トラはかつて、西はカスピ海、東は朝鮮半島、北はシベリア、南はインドネシアまで分布していた。
ほんの60年ほど前までバリ島にもトラがいたという事実は、一般にあまり知られていない。
この分布にともない、カスピトラ、アムールトラ(シベリアトラ)、アモイトラ、ベンガルトラ、
マレートラ、スマトラトラ、ジャワトラ、バリトラの8つの亜種に分類されてきた。
「亜種」って何? という方のために……
亜種というのは、同じ形態的特徴を持つ地域個体群のことをいいます。
つまりトラの場合は、身体の大きさや縞模様などが
棲んでいる地域によってかなりちがうというわけです。
20世紀初頭には、地球上に
10万頭ものトラがいた。
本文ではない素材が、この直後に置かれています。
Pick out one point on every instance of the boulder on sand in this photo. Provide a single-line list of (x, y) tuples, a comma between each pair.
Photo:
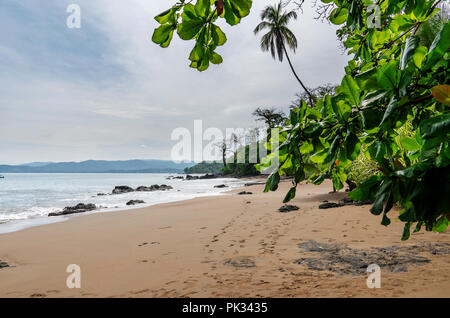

ところが・・・・・・・
1940年代にまずバリトラが絶滅、1970年代にカスピトラが絶滅、
1980年代にはジャワトラも姿を消した(まだ数頭生き残っているという噂もある)。
残った5亜種もすべて絶滅へのカウントダウンに入っているといわざるを得ない。
現在、世界に生息しているトラの総数は――わずか5000頭程度。
※IUCN(国際自然保護連合)は、5000〜7000頭と推定している。
最もトラの密度が高いのは、インドである。
インドには世界のトラの5割以上が生息しているのではないか、
ともいわれているが、その確証はない。
2001年のことだが、
私がインド中央部のあるトラ保護区で、現地のナチュラリストに聞いた話では、
インドトラの実数は1000頭以下ということもありうる、ということだった。
さて、ここで簡単な算数の問題です。
トラのこの100年間の減少率を求めよ。
100,000頭が5000頭になったということは?
おわかりのように、答えは、
減少率95パーセント。
これがもしヒトの社会なら、どういうことが起こるか考えてみてください。